Carney has admitted he was reimbursed by Colacurcio’s former wife, prosecutors said. Carney was arrested in 2003 on charges that he was part of a large group of Hells Angels involved in fatal brawl with members of the rival Mongol motorcycle gang in a casino in Laughlin, Nev., in April 2002.
Carney declined comment today.
Those contributions and others raised questions in 2003, because many came from people outside Seattle who had not previously contributed to Seattle City Council races. Some could not explain why they suddenly became interested in Seattle politics, but denied having been reimbursed.
Conte, prosecutors alleged, gave cash to a bookkeeper at Talents West who donated to council races.
Furfaro was charged with giving money to her daughters to make donations. The city ethics commission had previously obtained evidence that Furfaro gave $2,300 to them and their husbands so they could contribute to the Nicastro campaign.
Commission officials referred their evidence to prosecutors last fall, saying they were unable to develop further evidence of a wider scheme because people wouldn’t cooperate or feared criminal prosecution.
All four defendants were charged with “conspiracy to offer a false instrument for filing,” a gross misdemeanor. Eight felony counts of filing a false instruments were also filed, alleging individual violations by the defendants.
The charges allege that by reimbursing other donors, the four caused false campaign-disclosure paperwork to be filed with the city and state.
Under state law, each faces up to one year in prison and at least a $15,000 fine, although Maleng said his office might seek an exceptional sentence to boost the penalties.
He cited the penalties as an example of the need for tougher laws.
Because the false-instrument law does not specifically refer to campaign contributions, defense attorneys are likely to argue that it cannot be applied in this case.
Maleng’s office obtained bank records of at least eight donors showing they wrote checks to council campaigns within days of depositing cash in the same amount into their bank accounts.
Additional evidence was obtained by calling witnesses before a secret-inquiry-court judge in King County Superior Court. Some donors were given immunity from prosecution in exchange for their testimony, he said.
Prosecutors did not charge any of the people who received money to pass on to council candidates, though they could be called as witnesses at trial.
The Colacurcio name has been associated with the lucrative world of strip clubs for nearly four decades. At one time, the family dominated the strip-club market in the Seattle area while financing clubs in several other states.

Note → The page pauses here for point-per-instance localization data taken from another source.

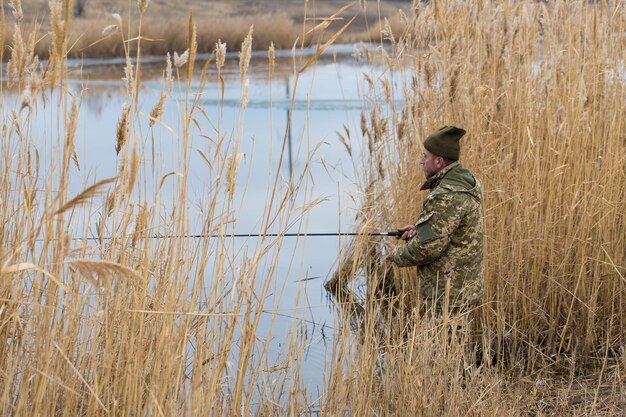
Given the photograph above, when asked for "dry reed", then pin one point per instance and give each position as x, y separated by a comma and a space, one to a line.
130, 325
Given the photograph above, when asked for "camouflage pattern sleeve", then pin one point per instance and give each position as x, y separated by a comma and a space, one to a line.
441, 216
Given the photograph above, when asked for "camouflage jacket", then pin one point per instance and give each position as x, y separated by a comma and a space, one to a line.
449, 238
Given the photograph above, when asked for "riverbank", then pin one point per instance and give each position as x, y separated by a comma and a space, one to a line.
92, 32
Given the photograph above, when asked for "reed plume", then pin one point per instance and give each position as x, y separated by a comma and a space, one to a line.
142, 5
245, 54
122, 128
84, 196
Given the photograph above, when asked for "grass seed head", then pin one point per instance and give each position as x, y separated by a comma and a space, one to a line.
168, 74
180, 60
271, 53
142, 5
122, 129
245, 54
109, 30
220, 54
157, 110
16, 5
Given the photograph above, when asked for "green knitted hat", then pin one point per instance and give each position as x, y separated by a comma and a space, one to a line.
445, 142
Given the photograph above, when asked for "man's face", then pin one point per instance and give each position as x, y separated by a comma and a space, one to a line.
432, 163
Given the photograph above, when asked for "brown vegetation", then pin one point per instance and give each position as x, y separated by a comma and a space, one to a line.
127, 324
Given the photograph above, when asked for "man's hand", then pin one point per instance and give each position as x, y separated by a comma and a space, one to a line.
408, 232
390, 250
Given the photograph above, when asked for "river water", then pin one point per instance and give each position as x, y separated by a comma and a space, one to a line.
328, 98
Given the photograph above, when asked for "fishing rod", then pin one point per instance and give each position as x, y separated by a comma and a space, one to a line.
238, 235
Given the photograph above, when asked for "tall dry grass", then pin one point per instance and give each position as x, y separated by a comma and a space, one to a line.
128, 324
540, 88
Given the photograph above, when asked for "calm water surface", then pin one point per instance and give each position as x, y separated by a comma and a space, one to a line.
327, 98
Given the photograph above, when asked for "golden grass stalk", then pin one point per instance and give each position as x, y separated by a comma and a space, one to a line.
122, 128
245, 54
192, 47
84, 196
142, 5
271, 54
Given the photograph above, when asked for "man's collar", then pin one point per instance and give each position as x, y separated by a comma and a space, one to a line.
432, 181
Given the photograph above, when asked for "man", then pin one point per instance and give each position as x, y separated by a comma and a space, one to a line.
446, 242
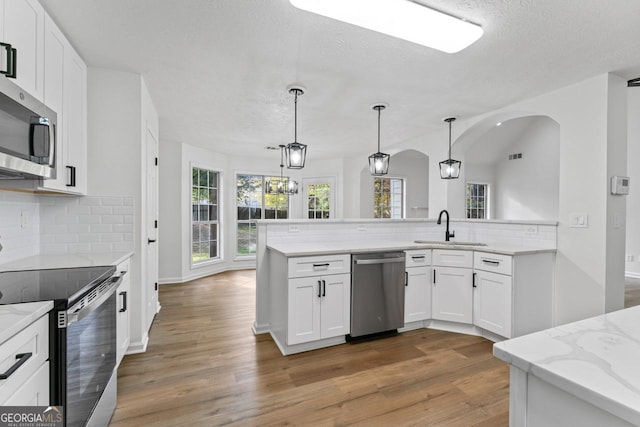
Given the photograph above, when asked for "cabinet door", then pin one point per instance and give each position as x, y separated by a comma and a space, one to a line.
335, 313
75, 122
23, 28
304, 310
417, 296
452, 294
492, 302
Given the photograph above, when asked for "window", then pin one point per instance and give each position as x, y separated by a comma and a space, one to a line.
477, 205
253, 204
388, 198
205, 226
318, 197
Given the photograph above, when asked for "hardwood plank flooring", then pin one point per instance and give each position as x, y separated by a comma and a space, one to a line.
204, 367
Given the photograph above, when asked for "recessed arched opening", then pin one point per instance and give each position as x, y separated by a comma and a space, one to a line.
412, 168
516, 161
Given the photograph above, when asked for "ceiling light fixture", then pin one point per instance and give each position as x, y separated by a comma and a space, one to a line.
281, 185
403, 19
296, 152
450, 169
379, 162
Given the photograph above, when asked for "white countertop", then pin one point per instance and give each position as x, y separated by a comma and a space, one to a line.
597, 360
330, 248
43, 262
16, 317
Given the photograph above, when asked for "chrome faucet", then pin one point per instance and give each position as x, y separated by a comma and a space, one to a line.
447, 235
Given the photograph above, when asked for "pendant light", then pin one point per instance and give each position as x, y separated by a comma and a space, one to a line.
450, 169
296, 152
282, 185
379, 162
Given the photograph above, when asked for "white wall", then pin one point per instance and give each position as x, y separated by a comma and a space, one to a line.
632, 268
527, 188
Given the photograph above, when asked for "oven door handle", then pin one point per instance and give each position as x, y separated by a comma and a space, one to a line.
81, 309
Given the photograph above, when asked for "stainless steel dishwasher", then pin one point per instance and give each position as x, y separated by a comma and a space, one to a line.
377, 293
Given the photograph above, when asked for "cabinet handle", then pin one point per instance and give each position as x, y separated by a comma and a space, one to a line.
20, 359
123, 294
12, 60
72, 176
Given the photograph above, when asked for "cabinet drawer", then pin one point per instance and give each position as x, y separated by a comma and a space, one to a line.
452, 258
494, 263
33, 339
319, 265
418, 258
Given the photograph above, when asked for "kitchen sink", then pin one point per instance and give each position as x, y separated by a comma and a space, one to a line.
449, 243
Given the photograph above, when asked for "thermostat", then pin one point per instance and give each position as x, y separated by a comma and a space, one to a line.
620, 185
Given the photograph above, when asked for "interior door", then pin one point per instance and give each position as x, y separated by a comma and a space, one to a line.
153, 304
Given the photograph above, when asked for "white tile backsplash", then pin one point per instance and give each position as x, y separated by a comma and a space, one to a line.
86, 224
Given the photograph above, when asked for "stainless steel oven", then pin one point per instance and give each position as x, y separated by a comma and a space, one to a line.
82, 351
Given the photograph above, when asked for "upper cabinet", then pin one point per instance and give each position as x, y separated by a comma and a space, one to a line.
22, 26
52, 71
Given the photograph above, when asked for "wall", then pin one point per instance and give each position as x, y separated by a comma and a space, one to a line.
632, 267
19, 225
413, 167
587, 113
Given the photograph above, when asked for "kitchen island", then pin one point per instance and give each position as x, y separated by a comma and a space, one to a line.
585, 373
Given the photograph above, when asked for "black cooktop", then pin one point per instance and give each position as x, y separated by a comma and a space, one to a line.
63, 284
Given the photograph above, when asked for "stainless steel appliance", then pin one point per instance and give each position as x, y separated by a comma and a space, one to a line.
27, 135
377, 293
82, 330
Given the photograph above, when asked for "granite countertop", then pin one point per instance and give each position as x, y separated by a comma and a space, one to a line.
597, 360
331, 248
16, 317
43, 262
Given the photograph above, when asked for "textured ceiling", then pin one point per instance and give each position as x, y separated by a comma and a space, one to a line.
217, 70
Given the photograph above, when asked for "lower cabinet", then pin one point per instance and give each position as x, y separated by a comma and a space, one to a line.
492, 302
123, 316
318, 307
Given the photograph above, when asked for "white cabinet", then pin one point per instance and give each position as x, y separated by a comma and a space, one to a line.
23, 358
22, 26
66, 93
513, 294
452, 290
318, 307
417, 297
123, 316
492, 302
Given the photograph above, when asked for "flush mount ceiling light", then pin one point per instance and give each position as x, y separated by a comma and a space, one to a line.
379, 162
281, 185
400, 18
296, 152
450, 169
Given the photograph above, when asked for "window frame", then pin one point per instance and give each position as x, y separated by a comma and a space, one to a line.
219, 222
237, 221
487, 199
403, 195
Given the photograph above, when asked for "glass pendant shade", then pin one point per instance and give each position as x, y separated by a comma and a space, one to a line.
379, 162
450, 168
296, 153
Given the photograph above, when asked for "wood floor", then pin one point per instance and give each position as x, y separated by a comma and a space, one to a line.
204, 367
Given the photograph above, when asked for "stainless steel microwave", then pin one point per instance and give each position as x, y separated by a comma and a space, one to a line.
27, 135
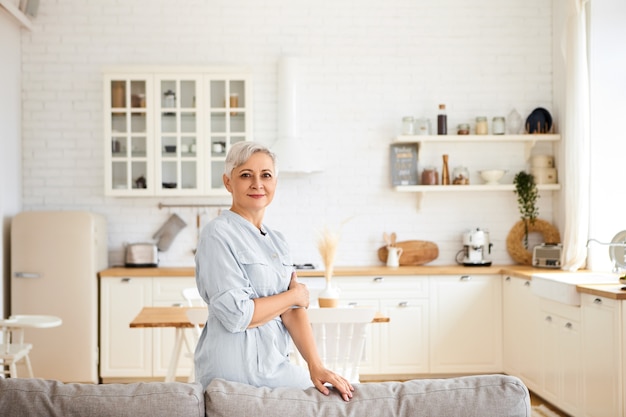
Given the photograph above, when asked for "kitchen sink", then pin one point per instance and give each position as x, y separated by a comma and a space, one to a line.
561, 287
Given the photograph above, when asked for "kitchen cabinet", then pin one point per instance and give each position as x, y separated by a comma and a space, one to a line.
167, 130
513, 151
133, 352
400, 346
522, 355
601, 356
465, 324
124, 351
561, 347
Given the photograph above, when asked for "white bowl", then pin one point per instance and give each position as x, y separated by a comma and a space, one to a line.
492, 176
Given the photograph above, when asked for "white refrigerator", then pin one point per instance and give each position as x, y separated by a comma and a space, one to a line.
55, 260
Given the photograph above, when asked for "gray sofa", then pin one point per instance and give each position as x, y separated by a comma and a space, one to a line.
484, 396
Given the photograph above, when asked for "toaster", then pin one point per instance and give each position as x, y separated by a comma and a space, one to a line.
548, 255
141, 255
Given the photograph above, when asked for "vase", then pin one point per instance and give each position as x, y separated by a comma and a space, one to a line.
329, 297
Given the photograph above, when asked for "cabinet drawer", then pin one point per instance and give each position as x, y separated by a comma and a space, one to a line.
414, 287
588, 300
169, 290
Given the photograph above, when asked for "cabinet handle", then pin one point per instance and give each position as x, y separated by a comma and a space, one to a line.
26, 275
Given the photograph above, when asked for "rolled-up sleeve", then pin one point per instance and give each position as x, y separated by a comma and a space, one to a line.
227, 290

Colacurcio Sr. has served time in federal prison four times in the past 40 years, mainly for evading taxes on cash skimmed from his clubs. During a 1971 trial, federal prosecutors linked him to payoffs made to Seattle and King County police in exchange for overlooking illegal gambling.
In March, Colacurcio Sr. was sentenced to 90 days of home detention and barred for two years from entering Rick’s for groping a waitress at the club. He is appealing the conviction.
His son, Colacurcio Jr., now runs a smaller number of clubs, including Rick’s. In 1991, he pleaded guilty to a single tax-fraud charge and served six months in prison.
The Colacurcios’ efforts to win friends on the City Council came as they were seeking a rezone that would allow them to add at least seven parking spots to Rick’s. Though it was a seemingly minor request, it had been rejected twice since 1988 because the parcel of land in question was zoned residential.
In 2003, the rezone application was opposed by the city planning department and a hearing examiner; their denials were overturned by the council vote.
The charges filed today represent the most significant local campaign-finance prosecution since Seattle businessman Thomas Stewart pleaded guilty in 1998 to a federal charge of making illegal campaign donations to Republican candidates and causes.